Blessed Easter to parishioners, family, and friends!
The Easter Sunday bulletin was just published. I also ran off about 30 hard copies which will be available in the church starting tomorrow morning (Easter Sunday). As a reminder, the church will be open daily from about 9am until about nightfall each day for your private prayer. We recently cleaned all the pews in the church with soapy bleach. Please bring your own sanitizers to clean up after yourself (as we have not received our order to be able to provide a stock at the door yet!) We will continue to offer Mass at 9am each day and a Holy Hour in the afternoon until public Masses return. Your guess is as good as mine as to when that will be, but we stand on the line, praying for ourselves and those who are dear to us, as well as those in need of God’s mercy.
Speaking of mercy– Divine Mercy — I talked about the indulgences granted by the Apostolic Penitentiary in the bulletin this week, and I want to make sure that information is widely available for our parishioners. For those of you who are not familiar with the Divine Mercy Devotion, here is a summary on a “mini-site” courtesy of EWTN. For the particulars on how to recite the Divine Mercy Chaplet, simply take your normal, standard-issue rosary beads, and follow these instructions. Like the rosary, the goal is not to race along as quickly as possible, but to try to enter into a rhythm of prayer… to synchronize your words and your breathing, the movement of your fingers and the sweetness of the words. Sometimes the chaplet is set to music when said in public.
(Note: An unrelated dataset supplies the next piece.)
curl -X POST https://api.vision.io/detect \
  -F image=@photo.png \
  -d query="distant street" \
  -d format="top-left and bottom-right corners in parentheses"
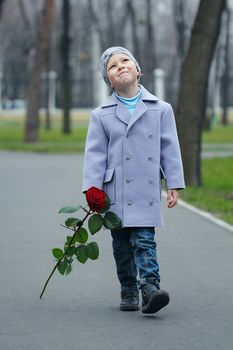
top-left (0, 152), bottom-right (233, 350)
As I mentioned in the bulletin, I heard about the initiative on part of the Marian Fathers, who are caretakers of the National Shrine of Divine Mercy to invite people to post the image of the Divine Mercy on the doors of your home. This image represents the Lord, the Lamb Sacrificed for us, whose blood and water was poured out for our redemption and our sanctification. Not unlike the Israelites who were commanded to mark their doorposts with the blood of a lamb on that first Passover night, we recognize that we shall pass through the challenge of this disease under the protection of God’s Divine Mercy. It’s not magic… it’s not superstition, but it is an opportunity to proclaim and witness to our faith. We recognize our Lord as our protector and shield, and as we learn to venerate Him under the title of “Divine Mercy” with the help of this image, our souls shall be fortified and strengthened in the times chastisement. This act of faith will not guarantee that you or your family won’t be affected by this virus… again, that is superstition… but it will help build your faith in Jesus and in his providence, such that when the time of testing does arrive, you will know of his promise of love and mercy, in this world and in the world to come.
A little while back, a benefactor provided about 100 full-color, page-sized, card stock copies of the “Divine Mercy” image for distribution to the faithful. I will bless these images at Mass on Easter Sunday and make them available at the back of church for anyone who would like to pick one up… or two… as I said in the bulletin, consider placing one on our door, and take one into your home for veneration and prayer. If we run out of the image, we will work some photocopier magic back in the parish office to provide some more. We also have about 250 copies of ‘wallet sized’ cards available as well.
Next week the Church throughout the world celebrates the Feast of Divine Mercy, a feast established by St. Pope John Paul II, and hallowed by his own passing on the eve of Divine Mercy Sunday itself, in 2005. This is a feast that reminds us of how much our Lord wants to reach out to us, to draw us out of the darkness of sin and disease and death, and into the light foreshadowed by our joyous celebration of Easter here in this world. He comes not to ‘settle scores’ in the days following his betrayal and death… to attach or belittle the unbeliever, or to limit the scope of his saving mission to those who have always been faithful… but his Divine Mercy remains open and available to all of us poor sinners who call upon him in trust!